NewScale 9 also features a Service Wizard Library, a library of templates that guides buyers through the purchasing and configuration process, much the same way as Dell.com’s guided shopping questionnaire helps customers to select and configure the right system for them.
Hammond says in a typical data center service purchasing scenario, the selection and buying process could take several months as internal customers participate in dozens of meetings. NewScale says the wizard library shortens this lifecycle to a few hours for simple configurations.
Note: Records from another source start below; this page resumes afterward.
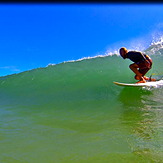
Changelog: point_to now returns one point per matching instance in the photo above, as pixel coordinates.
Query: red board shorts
(145, 66)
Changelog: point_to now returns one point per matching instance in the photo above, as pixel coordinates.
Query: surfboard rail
(147, 84)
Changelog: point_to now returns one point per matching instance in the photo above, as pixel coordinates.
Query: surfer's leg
(134, 67)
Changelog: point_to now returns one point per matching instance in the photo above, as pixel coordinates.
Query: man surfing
(142, 64)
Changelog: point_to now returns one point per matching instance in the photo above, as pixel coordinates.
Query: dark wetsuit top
(143, 61)
(135, 56)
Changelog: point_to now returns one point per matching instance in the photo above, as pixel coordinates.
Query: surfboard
(147, 84)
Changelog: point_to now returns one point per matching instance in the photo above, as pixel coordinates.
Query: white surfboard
(147, 84)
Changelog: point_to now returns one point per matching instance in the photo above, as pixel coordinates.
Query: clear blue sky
(34, 35)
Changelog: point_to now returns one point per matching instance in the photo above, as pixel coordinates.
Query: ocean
(73, 113)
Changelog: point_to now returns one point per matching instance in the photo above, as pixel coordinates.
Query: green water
(73, 113)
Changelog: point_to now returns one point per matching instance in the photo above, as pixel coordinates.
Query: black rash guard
(135, 56)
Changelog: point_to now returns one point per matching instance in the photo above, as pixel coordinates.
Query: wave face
(72, 112)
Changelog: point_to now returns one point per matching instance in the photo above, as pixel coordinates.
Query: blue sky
(34, 35)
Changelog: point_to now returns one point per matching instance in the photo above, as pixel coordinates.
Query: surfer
(142, 64)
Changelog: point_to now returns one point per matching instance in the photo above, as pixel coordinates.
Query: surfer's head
(123, 51)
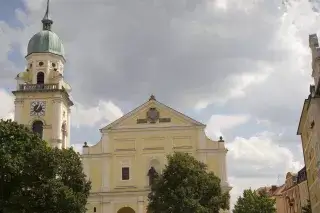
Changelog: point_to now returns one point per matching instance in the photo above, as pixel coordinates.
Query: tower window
(125, 173)
(37, 127)
(40, 78)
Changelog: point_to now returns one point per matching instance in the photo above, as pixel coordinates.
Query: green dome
(46, 41)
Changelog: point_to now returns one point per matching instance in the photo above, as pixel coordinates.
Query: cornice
(136, 128)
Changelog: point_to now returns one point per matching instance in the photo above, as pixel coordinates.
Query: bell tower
(42, 99)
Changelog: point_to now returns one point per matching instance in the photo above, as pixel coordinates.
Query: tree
(37, 178)
(186, 186)
(253, 202)
(307, 208)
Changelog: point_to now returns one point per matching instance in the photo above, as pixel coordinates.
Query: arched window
(40, 78)
(37, 127)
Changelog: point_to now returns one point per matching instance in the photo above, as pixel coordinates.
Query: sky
(243, 67)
Hammond acknowledges that there will still be complex purchases that would require a longer evaluation process.
More Colorful Catalogs
In an attempt to bring sexy into the buying process, newScale has updated its Service Catalog Marketing Library to include more images, colors, themes and stylesheets that data center managers can include in their catalogs.
Analysts say service catalogs enable IT to better serve the business by laying out what IT can offer in easy to understand terms, but the “majority of catalog implementations are larger cultural, political and technical undertakings,” according to market research company Enterprise Management Associates. “Enterprise IT professionals tasked with implementing a real-world Service Catalog face a host of challenges such as defining and documenting services and constituent views, managing expectations across the organization, and developing processes to maintain the Service Catalog,” says EMA.
SiliconANGLE — Blog — Changes in the Datacenter & Cloud - NewScale Allows Pioneers in Cloud to Work with ITPosted January 21st, 2010
[...] posts: DataCenterKnowledge (a great blog in the segment) has a good angle on the NewScale announcement around the catalog [...]
Someone ElsePosted April 29th, 2010
Yeah, Sex it up all you want.
IT people on the ground doing the work DO NOT CARE about purchasing, ordering, requisitions, blah, shopping experiences and all the other web2.0 pretty fun stuff aka generally useless garbage.
Give people a simple intuitive interface to get their job done.
Leave all the background purchasing, ordering, requisitions, blah, blah.
rubbish to the people who give a sh*t. purchasing and management.
Hideous HCI on this product, something from early 2000′s.